Сэр Оуэн взглянул на него. Никто не говорил, пока не зазвенели бокалы. Это Гейл ударил по столу кулаком.
— Дагон! — вскричал он в каком–то озарении.
Не все его поняли. Быть может, хозяин и ученый решили, что так ругаются поэты; но темные глаза богослова посветлели, и он поспешно кивнул.
— Ну, конечно, — сказал он. — Потому он и любит филистимлян.
В ответ на удивленные взгляды он тихо пояснил:
— Филистимляне пришли с Крита на палестинский берег. Быть может, они — греки. Они поклонялись божеству, возможно Посейдону, которое враги их, израильтяне, именуют Дагоном. Символ его — рыба.
Сведения эти пробудили к жизни угасший было спор.

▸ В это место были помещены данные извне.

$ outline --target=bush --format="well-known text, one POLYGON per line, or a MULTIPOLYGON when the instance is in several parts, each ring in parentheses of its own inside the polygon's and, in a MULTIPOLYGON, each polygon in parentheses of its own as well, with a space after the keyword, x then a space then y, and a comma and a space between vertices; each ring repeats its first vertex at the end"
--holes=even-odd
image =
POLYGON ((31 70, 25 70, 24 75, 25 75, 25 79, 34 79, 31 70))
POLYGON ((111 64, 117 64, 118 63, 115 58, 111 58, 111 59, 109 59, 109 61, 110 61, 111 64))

— Признаюсь, ваш Бун меня огорчил, — сказал Уилкс. Считает себя рационалистом, изучает тихоокеанский фольклор, а сам разводит суету вокруг какого–то фетиша, просто рыбы…

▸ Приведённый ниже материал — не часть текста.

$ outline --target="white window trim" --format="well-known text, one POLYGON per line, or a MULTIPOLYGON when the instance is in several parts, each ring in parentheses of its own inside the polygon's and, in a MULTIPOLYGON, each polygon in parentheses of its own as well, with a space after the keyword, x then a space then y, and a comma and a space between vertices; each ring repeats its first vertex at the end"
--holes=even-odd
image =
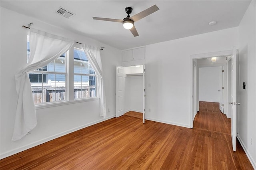
POLYGON ((44 103, 35 105, 36 109, 40 109, 49 107, 56 107, 63 105, 70 105, 72 104, 78 103, 80 103, 86 102, 90 101, 94 101, 99 100, 98 97, 88 97, 84 99, 80 99, 74 100, 72 101, 55 101, 48 103, 44 103))
MULTIPOLYGON (((81 44, 75 43, 70 49, 74 49, 74 48, 77 48, 80 49, 82 49, 82 47, 81 44)), ((52 73, 52 74, 65 74, 66 75, 66 91, 67 92, 66 94, 66 98, 67 100, 62 101, 52 101, 47 103, 37 103, 35 104, 36 109, 42 109, 52 107, 58 107, 60 106, 70 105, 72 104, 78 103, 80 103, 86 102, 90 101, 93 101, 98 100, 99 98, 98 97, 90 97, 83 99, 76 99, 74 98, 74 75, 79 74, 77 73, 74 73, 74 51, 70 50, 70 49, 66 53, 66 62, 65 62, 65 70, 64 72, 52 72, 48 71, 30 71, 31 73, 52 73), (71 89, 71 90, 70 90, 71 89)), ((85 61, 88 63, 88 61, 85 61)), ((88 74, 88 75, 83 75, 88 76, 95 76, 97 75, 95 74, 88 74)), ((47 83, 48 84, 48 83, 47 83)), ((46 85, 48 84, 45 84, 46 85)), ((32 84, 32 86, 33 84, 32 84)), ((90 89, 90 86, 88 87, 90 89)), ((92 86, 91 86, 92 87, 92 86)), ((96 88, 95 86, 94 87, 96 88)), ((96 89, 97 91, 97 89, 96 89)))

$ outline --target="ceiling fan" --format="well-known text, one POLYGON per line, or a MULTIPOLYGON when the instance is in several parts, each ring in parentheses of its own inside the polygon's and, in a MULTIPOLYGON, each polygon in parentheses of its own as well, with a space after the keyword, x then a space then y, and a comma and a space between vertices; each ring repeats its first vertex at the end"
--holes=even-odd
POLYGON ((128 15, 126 18, 125 18, 122 20, 94 17, 92 17, 92 18, 94 20, 122 22, 123 23, 123 26, 124 28, 127 30, 130 30, 132 34, 133 34, 134 36, 134 37, 136 37, 137 36, 138 36, 139 34, 137 32, 137 30, 136 30, 136 28, 135 28, 135 26, 134 26, 134 22, 145 17, 148 16, 148 15, 151 14, 152 13, 154 12, 159 10, 159 8, 156 5, 154 5, 146 10, 144 10, 144 11, 134 15, 131 17, 130 16, 130 14, 131 14, 132 11, 132 7, 128 7, 126 8, 125 9, 125 12, 126 14, 128 14, 128 15))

— Нет, — пылко перебил его Гейл. — Лучше поклоняться рыбе! Лучше заклать себя и всех прочих на ее ужасном алтаре! Да что угодно лучше, чем страшное кощунство: назвать ее «просто рыбой». Это так же страшно, как слова «просто цветок».
— И тем не менее, — отвечал Уилкс, — цветок и есть «просто цветок». Глядя на все это беспристрастно, извне…
Он замолчал и прислушался. Другим показалось, что его тонкое бледное лицо стало еще бледней.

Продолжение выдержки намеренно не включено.